- The US private sector added 132,000 new jobs in August, ADP said in its monthly hiring report.
- Economists surveyed by Bloomberg expected companies to create 200,000 payrolls.
- The report signals hiring demand started to slow through the end of summer amid waning demand.
Private-sector hiring landed below expectations in August, offering signs of a labor market slowdown amid easing demand and rising interest rates.
Private payrolls in the US rose by 132,000 through August, ADP said Wednesday in its monthly hiring report. Economists surveyed by Bloomberg held a median forecast of 200,000 new payrolls. The print also reflected a slowdown from the 270,000-payroll gain seen through July.
“This is the second consecutive month of a slowing trend we’ve seen in the news data series,” Nela Richardson, chief economist at ADP, said in a call with reporters. “These numbers suggest a shift to a more moderate pace of hiring that we expect to materialize over the course of 2022.”
The service industry counted for the bulk of the month’s job gains.

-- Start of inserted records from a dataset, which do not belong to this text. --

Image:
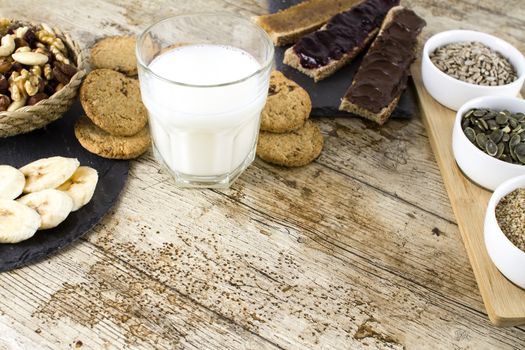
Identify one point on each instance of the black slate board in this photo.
(326, 95)
(58, 139)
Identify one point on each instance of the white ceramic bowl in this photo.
(509, 259)
(453, 93)
(481, 168)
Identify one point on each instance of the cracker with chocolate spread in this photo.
(383, 74)
(322, 53)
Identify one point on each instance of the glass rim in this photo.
(266, 64)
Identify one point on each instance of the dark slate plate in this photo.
(58, 139)
(326, 95)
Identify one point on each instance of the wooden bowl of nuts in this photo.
(41, 69)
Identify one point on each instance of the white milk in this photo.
(198, 130)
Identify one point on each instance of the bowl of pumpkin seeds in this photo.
(459, 65)
(488, 139)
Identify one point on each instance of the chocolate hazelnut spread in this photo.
(383, 74)
(344, 32)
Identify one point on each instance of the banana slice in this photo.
(12, 182)
(48, 173)
(53, 206)
(81, 186)
(18, 222)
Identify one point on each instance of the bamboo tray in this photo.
(504, 301)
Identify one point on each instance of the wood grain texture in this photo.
(504, 301)
(359, 250)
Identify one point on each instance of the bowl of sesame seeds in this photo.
(505, 229)
(459, 65)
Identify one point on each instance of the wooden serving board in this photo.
(504, 301)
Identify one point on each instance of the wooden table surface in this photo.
(358, 250)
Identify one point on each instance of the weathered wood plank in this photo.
(85, 297)
(264, 265)
(358, 250)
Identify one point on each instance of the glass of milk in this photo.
(204, 80)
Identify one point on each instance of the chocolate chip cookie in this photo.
(296, 148)
(287, 107)
(115, 52)
(113, 102)
(97, 141)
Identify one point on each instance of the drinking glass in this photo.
(204, 132)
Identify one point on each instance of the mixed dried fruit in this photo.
(34, 64)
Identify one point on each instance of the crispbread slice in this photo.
(320, 73)
(382, 116)
(287, 26)
(293, 59)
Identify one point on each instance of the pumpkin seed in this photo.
(481, 140)
(501, 148)
(520, 152)
(498, 133)
(495, 136)
(491, 148)
(501, 119)
(514, 140)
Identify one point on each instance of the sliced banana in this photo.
(53, 206)
(12, 182)
(81, 186)
(48, 173)
(18, 222)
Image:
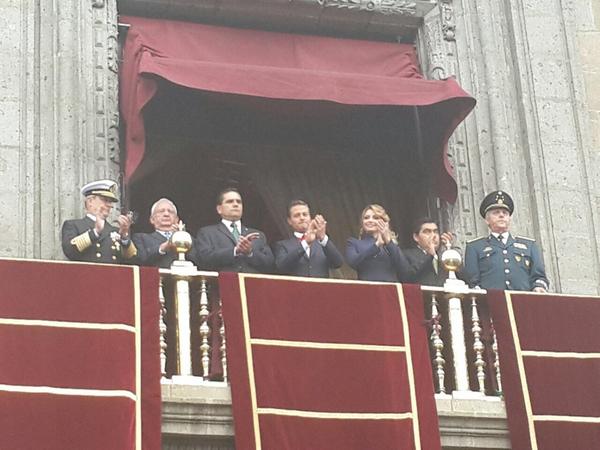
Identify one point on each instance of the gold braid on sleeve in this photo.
(130, 251)
(82, 242)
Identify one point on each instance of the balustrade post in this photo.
(204, 330)
(162, 326)
(478, 345)
(496, 359)
(459, 349)
(223, 342)
(182, 307)
(438, 344)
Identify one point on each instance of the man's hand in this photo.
(311, 233)
(244, 245)
(124, 226)
(320, 225)
(385, 235)
(99, 226)
(446, 238)
(430, 248)
(166, 246)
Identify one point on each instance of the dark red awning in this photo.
(283, 66)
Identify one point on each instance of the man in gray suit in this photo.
(424, 256)
(156, 249)
(310, 252)
(230, 246)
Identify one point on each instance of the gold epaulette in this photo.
(82, 242)
(477, 239)
(130, 251)
(526, 238)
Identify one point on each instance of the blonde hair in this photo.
(380, 213)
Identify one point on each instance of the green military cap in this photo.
(496, 199)
(103, 188)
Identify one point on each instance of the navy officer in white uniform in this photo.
(501, 260)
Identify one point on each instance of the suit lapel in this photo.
(159, 237)
(510, 241)
(223, 229)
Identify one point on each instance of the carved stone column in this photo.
(527, 134)
(58, 109)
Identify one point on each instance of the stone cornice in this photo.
(380, 19)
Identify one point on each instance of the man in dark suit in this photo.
(92, 238)
(229, 245)
(501, 260)
(156, 249)
(310, 253)
(424, 256)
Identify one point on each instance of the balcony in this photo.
(196, 397)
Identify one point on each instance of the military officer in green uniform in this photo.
(501, 260)
(92, 238)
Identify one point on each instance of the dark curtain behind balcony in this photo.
(287, 67)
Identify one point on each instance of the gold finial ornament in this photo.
(452, 261)
(182, 240)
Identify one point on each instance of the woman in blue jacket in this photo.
(375, 255)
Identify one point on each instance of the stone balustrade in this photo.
(196, 396)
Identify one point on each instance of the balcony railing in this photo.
(193, 346)
(197, 402)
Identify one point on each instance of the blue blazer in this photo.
(214, 251)
(516, 265)
(373, 263)
(291, 259)
(148, 244)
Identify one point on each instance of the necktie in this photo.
(235, 232)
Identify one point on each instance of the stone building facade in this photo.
(532, 65)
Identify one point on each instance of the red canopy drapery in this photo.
(283, 66)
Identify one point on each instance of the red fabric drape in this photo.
(321, 365)
(76, 354)
(549, 348)
(283, 66)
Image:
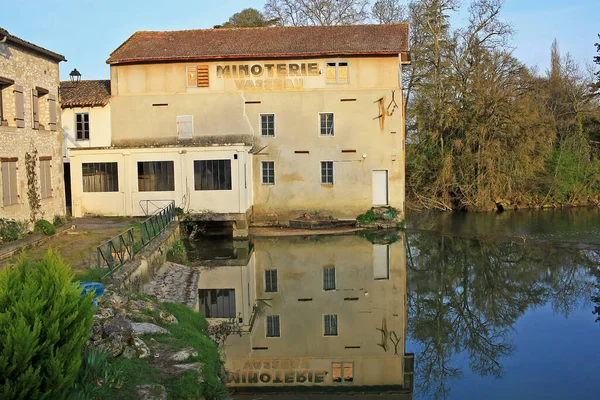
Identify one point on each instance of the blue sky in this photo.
(87, 31)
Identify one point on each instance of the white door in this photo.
(381, 261)
(380, 189)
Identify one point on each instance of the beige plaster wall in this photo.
(368, 122)
(99, 127)
(127, 200)
(30, 70)
(370, 312)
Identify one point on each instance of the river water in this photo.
(459, 306)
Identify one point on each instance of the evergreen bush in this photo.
(44, 226)
(44, 324)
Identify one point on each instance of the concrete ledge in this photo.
(135, 273)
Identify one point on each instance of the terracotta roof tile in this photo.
(272, 42)
(17, 40)
(84, 93)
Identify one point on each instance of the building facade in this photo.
(31, 163)
(266, 122)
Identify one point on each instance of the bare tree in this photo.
(389, 12)
(317, 12)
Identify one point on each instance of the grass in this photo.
(191, 331)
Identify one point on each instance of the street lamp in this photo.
(75, 76)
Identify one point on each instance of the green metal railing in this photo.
(157, 223)
(115, 252)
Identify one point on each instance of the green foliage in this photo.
(367, 218)
(44, 324)
(97, 377)
(44, 226)
(59, 220)
(11, 230)
(177, 253)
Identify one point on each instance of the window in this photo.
(273, 328)
(326, 123)
(328, 278)
(100, 177)
(271, 280)
(197, 76)
(330, 325)
(217, 303)
(212, 175)
(9, 181)
(156, 176)
(267, 125)
(342, 371)
(82, 126)
(185, 126)
(268, 172)
(4, 100)
(327, 172)
(46, 177)
(337, 72)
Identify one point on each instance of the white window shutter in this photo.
(185, 126)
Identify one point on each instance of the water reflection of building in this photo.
(319, 311)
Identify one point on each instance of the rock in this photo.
(97, 332)
(141, 318)
(168, 318)
(141, 347)
(142, 328)
(129, 352)
(151, 392)
(116, 325)
(113, 345)
(105, 313)
(184, 354)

Leisure and hospitality businesses added 96,000 payrolls in August, while trade, transportation, and utilities firms created 54,000 new jobs.

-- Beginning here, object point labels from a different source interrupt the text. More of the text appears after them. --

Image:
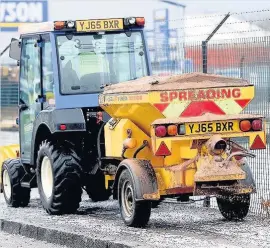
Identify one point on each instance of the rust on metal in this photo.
(179, 190)
(211, 170)
(183, 166)
(175, 82)
(208, 189)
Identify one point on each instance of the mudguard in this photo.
(144, 179)
(53, 118)
(6, 152)
(249, 182)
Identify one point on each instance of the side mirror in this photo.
(15, 49)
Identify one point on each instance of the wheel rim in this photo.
(7, 184)
(127, 199)
(47, 177)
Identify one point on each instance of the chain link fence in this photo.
(240, 48)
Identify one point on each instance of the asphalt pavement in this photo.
(171, 225)
(16, 241)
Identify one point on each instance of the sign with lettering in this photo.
(13, 13)
(201, 94)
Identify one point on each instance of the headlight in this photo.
(132, 20)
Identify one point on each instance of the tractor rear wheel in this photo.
(234, 207)
(58, 178)
(134, 214)
(15, 195)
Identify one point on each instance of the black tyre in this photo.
(58, 178)
(95, 187)
(15, 195)
(234, 207)
(135, 214)
(155, 204)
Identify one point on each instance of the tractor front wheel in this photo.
(234, 207)
(15, 195)
(58, 178)
(135, 214)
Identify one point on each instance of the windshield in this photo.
(87, 62)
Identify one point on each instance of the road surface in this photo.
(16, 241)
(171, 225)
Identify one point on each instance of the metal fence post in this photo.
(206, 201)
(204, 56)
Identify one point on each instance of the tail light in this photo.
(251, 125)
(245, 125)
(59, 25)
(140, 21)
(182, 129)
(63, 127)
(161, 131)
(172, 130)
(257, 125)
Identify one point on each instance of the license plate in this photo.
(99, 25)
(212, 127)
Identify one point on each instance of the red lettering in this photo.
(182, 95)
(201, 95)
(210, 94)
(191, 95)
(236, 93)
(164, 97)
(225, 93)
(218, 94)
(173, 95)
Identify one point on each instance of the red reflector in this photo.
(257, 125)
(163, 150)
(245, 125)
(160, 131)
(257, 144)
(140, 21)
(63, 127)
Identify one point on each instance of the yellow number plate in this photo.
(99, 25)
(212, 127)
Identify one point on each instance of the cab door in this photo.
(30, 91)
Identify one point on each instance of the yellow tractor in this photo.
(112, 128)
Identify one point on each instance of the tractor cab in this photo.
(66, 64)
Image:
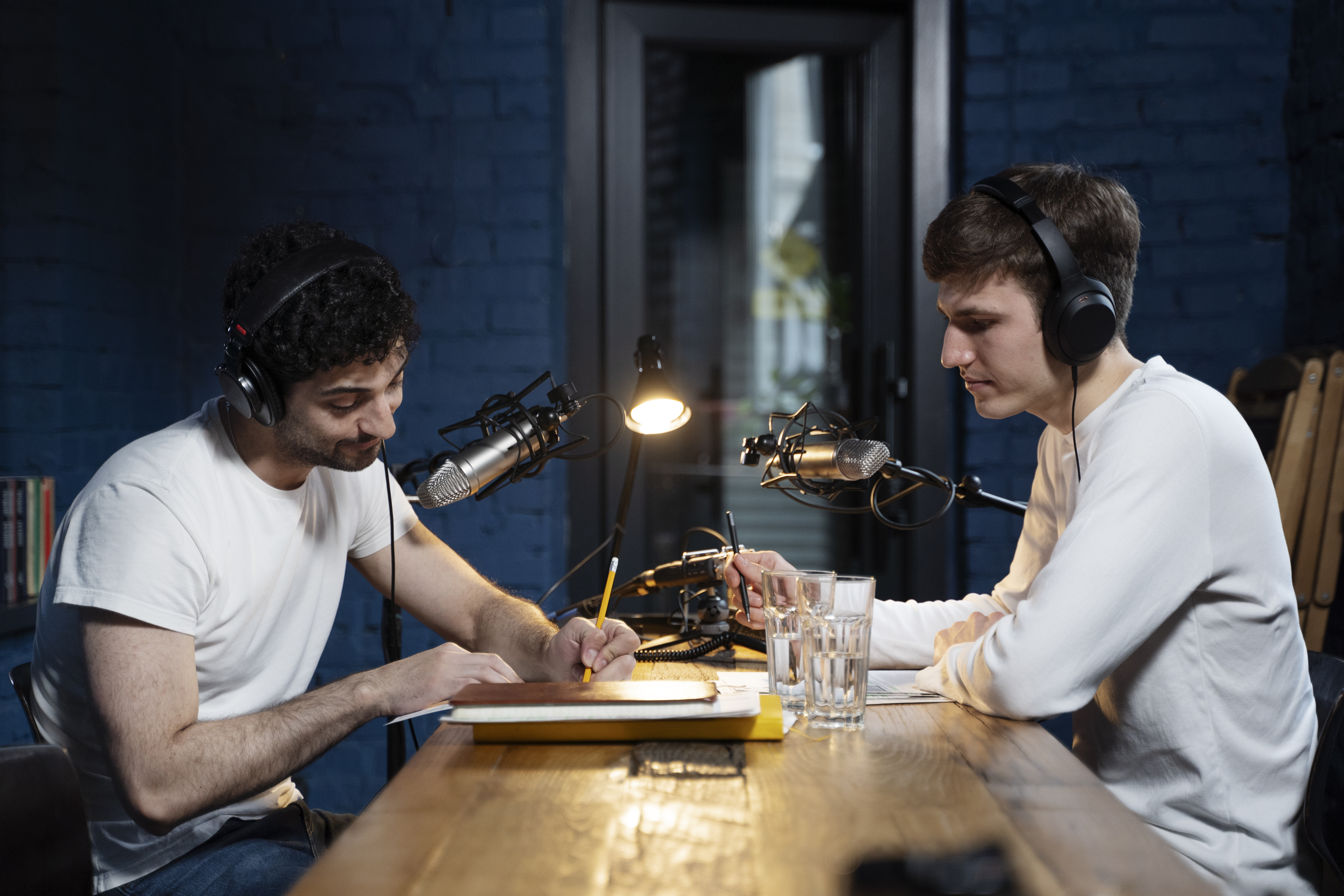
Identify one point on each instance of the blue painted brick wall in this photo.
(1314, 121)
(1183, 103)
(140, 151)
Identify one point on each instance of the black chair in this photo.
(1326, 786)
(22, 680)
(44, 827)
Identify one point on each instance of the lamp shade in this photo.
(656, 406)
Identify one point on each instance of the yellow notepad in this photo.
(768, 726)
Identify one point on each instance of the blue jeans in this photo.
(260, 858)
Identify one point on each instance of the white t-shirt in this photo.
(175, 531)
(1155, 602)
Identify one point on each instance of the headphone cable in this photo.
(392, 546)
(1073, 426)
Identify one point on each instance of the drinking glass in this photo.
(784, 593)
(835, 653)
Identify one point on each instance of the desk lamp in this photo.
(655, 409)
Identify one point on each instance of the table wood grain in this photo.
(576, 820)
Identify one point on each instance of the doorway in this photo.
(743, 186)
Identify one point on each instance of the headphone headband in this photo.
(244, 381)
(1042, 228)
(280, 284)
(1078, 322)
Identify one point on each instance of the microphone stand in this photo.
(967, 493)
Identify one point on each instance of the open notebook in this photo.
(596, 702)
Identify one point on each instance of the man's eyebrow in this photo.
(355, 390)
(971, 312)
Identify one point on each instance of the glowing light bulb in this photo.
(658, 412)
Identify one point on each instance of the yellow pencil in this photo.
(601, 613)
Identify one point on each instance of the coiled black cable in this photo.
(655, 655)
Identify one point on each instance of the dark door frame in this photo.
(906, 156)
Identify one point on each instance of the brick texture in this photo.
(1314, 123)
(1181, 101)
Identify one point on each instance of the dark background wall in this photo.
(1314, 123)
(142, 142)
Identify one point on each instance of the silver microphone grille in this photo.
(447, 485)
(861, 459)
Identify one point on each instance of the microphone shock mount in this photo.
(819, 455)
(531, 434)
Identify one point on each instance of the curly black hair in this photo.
(354, 313)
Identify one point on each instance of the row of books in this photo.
(27, 512)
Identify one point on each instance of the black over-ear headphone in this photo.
(245, 382)
(1080, 319)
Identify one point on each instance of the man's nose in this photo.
(956, 349)
(378, 422)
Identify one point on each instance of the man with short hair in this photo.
(1151, 593)
(195, 580)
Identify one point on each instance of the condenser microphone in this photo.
(846, 460)
(482, 463)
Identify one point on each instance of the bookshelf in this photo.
(27, 520)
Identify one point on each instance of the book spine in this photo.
(49, 522)
(11, 593)
(21, 539)
(34, 504)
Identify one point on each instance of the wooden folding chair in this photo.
(1293, 457)
(1316, 562)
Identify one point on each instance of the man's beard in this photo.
(302, 445)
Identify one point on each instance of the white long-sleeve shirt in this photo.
(1152, 600)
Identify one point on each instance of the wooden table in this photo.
(573, 819)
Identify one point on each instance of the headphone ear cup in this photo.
(238, 388)
(1081, 324)
(269, 408)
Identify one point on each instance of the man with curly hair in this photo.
(195, 580)
(1151, 594)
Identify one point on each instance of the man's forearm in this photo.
(518, 632)
(209, 765)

Goods-producing sectors broadly added jobs as well, but at a much more modest pace. Construction firms counted for the majority of the industry’s increase, adding 21,000 payrolls through the month. Natural resources and mining businesses took on 2,000 payrolls, and hiring was flat in the manufacturing sector.
The report is the first to come after a two-month hiatus for ADP’s monthly print. The firm revised its methodology for counting monthly job growth and now bases its findings solely on the payroll processing company’s aggregated data for more than 25 million workers.
The updated report also included a new pay measure that tracks the salaries of nearly 10 million employees. Average wages rose by 7.6% over the past 12 months, according to ADP, landing in line with monthly readings since the spring. While that nearly quadruples the 2% year-over-year growth seen in early 2021, the pace of pay gains has stagnated in recent months.
ADP’s release shows a worsening hiring backdrop across the US. Job creation has exceeded forecasts throughout the summer as demand for workers held steady. Yet there have been various signs that some Americans are cutting their spending amid elevated inflation. A prolonged downtrend in overall sales could prompt companies to rein in their hiring plans or even lay off workers.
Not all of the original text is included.